Em tempo de crise, cresce o número de brasileiros que investem no exterior
Segundo o Banco Central, nos nove primeiros meses do ano os aportes internacionais tiveram um aumento de 101% na comparação anual
Nos últimos meses, os investidores brasileiros foram bombardeados por uma série de sinais negativos. Queda do consumo, incertezas fiscais, alta dos juros, inflação, retomada mais fraca do que o esperado e diversos outros indicadores fizeram o Ibovespa, o principal índice da bolsa do país, figurar na indigesta lista dos piores desempenhos do mundo em 2021. Ele caiu 13% entre janeiro e outubro na comparação com o mesmo período de 2020 — ano marcado, ressalte-se, pela pandemia. Enquanto isso, o S&P 500, referência do mercado acionário dos Estados Unidos, subiu 24%. Números disparatados como esses desencadearam um fenômeno inédito no país: centenas de milhares de brasileiros começaram a pôr o suado dinheiro no exterior. Segundo o Banco Central, nos nove primeiros meses do ano os aportes internacionais somaram recordistas 18,5 bilhões de dólares, ou um aumento explosivo de 101% na comparação anual.
O cenário macroeconômico contribuiu, mas o surgimento de empresas que se dedicam a abrir as fronteiras internacionais e a próprio mudança de perfil dos investidores também são fatores determinantes para o fenômeno. “O que mudou de um ano para cá é que as opções de investimento ficaram mais amplas, simples e baratas”, diz Renato Breia, sócio-fundador da casa de análises Nord Research, que recomenda que seus clientes tenham ao menos 20% do patrimônio fora do Brasil. É uma forma, diz ele, não apenas de diversificar a carteira, mas de acessar mercados mais maduros e menos voláteis que o brasileiro.

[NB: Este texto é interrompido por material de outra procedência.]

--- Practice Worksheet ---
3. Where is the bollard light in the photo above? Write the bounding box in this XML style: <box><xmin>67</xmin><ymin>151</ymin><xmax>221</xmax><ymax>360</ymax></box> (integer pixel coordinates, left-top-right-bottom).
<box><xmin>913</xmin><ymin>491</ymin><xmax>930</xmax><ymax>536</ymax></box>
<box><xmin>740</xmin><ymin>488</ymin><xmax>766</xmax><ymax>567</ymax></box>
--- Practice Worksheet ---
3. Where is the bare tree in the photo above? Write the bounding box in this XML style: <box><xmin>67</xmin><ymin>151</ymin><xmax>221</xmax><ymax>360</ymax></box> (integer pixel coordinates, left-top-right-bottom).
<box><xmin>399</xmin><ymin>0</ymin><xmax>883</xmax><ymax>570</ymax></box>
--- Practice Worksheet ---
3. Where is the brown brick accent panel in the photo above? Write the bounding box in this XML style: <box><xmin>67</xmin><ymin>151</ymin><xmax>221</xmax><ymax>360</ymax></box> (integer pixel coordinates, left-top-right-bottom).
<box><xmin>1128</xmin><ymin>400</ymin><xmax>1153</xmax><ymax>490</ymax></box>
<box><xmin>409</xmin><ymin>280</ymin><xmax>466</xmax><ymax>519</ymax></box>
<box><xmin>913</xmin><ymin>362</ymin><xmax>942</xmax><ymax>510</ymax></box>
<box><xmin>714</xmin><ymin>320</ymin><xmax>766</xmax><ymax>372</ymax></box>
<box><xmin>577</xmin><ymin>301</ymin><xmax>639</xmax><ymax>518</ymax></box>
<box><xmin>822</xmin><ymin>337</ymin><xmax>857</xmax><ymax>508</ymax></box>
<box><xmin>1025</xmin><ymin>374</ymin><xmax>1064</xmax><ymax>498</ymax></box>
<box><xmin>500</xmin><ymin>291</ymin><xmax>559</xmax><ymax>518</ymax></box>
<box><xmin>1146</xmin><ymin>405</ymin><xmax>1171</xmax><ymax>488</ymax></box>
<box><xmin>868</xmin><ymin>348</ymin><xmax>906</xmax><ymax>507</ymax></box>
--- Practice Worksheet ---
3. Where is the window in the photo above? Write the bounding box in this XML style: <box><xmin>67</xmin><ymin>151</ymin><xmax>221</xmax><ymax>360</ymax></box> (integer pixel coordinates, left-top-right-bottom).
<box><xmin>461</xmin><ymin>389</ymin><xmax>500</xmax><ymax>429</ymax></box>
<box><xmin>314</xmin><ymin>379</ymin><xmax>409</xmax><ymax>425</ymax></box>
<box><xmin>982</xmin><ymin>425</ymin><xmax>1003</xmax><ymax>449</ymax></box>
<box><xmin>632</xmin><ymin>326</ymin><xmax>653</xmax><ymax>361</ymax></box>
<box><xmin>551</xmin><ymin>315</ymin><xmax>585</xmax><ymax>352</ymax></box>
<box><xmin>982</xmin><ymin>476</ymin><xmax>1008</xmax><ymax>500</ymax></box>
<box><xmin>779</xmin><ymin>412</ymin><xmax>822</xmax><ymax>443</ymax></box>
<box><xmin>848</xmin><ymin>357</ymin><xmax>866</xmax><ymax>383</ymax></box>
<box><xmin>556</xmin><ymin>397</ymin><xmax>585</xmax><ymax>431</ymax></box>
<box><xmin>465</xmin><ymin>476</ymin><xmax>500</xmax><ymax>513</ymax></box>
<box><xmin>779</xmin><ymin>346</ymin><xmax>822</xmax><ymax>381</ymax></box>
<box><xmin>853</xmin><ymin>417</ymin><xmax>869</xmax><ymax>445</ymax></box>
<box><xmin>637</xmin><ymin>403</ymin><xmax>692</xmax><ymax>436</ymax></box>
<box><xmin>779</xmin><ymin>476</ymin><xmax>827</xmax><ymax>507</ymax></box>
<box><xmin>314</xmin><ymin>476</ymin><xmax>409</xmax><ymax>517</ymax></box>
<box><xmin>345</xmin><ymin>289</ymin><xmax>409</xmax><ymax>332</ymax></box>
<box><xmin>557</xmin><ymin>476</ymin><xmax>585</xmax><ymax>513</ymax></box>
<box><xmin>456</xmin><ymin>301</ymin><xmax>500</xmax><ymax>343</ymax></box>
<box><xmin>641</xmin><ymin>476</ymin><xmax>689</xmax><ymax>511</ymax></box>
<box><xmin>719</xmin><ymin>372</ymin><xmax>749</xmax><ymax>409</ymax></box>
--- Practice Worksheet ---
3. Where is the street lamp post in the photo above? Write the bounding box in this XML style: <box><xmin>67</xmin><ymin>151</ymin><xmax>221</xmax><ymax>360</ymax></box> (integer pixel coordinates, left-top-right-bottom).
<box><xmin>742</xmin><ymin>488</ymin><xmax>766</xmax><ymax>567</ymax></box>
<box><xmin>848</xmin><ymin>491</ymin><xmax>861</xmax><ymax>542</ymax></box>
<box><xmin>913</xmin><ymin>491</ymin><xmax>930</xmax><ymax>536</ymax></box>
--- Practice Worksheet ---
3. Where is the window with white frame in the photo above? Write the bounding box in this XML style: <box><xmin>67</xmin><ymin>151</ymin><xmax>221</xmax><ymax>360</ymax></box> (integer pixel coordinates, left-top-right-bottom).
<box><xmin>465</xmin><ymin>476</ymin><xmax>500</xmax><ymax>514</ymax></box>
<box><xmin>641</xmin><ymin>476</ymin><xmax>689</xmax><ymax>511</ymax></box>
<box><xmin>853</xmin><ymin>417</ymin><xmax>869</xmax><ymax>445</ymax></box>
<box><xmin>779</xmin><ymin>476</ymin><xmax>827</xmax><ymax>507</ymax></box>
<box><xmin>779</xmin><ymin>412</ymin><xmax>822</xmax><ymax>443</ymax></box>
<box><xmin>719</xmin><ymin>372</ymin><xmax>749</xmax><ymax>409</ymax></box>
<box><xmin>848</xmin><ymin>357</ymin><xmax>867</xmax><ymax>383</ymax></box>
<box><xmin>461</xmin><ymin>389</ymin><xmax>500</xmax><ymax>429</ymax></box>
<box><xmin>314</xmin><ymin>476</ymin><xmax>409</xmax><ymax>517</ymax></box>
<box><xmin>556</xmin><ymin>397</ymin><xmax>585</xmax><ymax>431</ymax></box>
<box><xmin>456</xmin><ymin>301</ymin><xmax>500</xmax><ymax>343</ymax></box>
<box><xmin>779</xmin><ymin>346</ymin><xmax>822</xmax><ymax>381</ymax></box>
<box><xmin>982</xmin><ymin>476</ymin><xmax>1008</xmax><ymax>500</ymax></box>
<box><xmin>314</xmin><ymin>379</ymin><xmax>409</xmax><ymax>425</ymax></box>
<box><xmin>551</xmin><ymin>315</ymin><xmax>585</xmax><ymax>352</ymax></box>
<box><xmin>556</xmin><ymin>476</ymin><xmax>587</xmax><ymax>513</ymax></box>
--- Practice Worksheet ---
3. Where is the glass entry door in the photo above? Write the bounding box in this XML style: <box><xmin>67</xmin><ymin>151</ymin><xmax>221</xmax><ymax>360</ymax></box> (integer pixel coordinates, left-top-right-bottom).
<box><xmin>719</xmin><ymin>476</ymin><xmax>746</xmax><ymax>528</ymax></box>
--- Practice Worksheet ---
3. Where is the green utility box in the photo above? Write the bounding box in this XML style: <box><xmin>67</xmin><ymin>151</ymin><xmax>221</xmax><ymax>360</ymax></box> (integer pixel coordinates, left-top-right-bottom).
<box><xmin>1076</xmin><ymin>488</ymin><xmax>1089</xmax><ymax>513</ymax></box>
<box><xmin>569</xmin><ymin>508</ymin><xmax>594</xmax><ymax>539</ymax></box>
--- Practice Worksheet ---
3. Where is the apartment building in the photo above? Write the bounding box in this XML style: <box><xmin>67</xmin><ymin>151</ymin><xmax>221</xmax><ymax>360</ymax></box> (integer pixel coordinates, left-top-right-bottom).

A corretora Avenue Securities, fundada em 2018 e com sede em Miami, foi uma das precursoras do movimento. “Há alguns anos o mercado foi impactado pela chegada das fintechs e pela própria popularização da B3, a bolsa brasileira”, diz Roberto Lee, o CEO da empresa. “Agora, num processo natural, é a vez da internacionalização.” Ele diz que há 220 milhões de desbancarizados internacionais no país, e é esse público que pretende fisgar. Atualmente, a empresa conta com aproximadamente 400 000 clientes, ou o dobro de um ano atrás. São 7 bilhões de reais sob custódia. No fim de 2020, o número estava em torno de 1 bilhão de reais.
Como é inevitável, toda a indústria financeira começou a olhar para fora. A XP, corretora que atira em todas as direções, lançou recentemente fundos lastreados em ativos da China. Itaú e Bradesco seguiram o mesmo caminho. “É um mercado promissor, pois espera-se que a China alcance o maior PIB global até 2025”, diz Adilson Ferrarezi, head de soluções de investimento da Bradesco Asset Management. Se antes apenas ricos tinham acesso ao mercado estrangeiro, agora a situação é bem diferente. Alguns fundos internacionais do Bradesco têm aplicação inicial de 1 000 reais.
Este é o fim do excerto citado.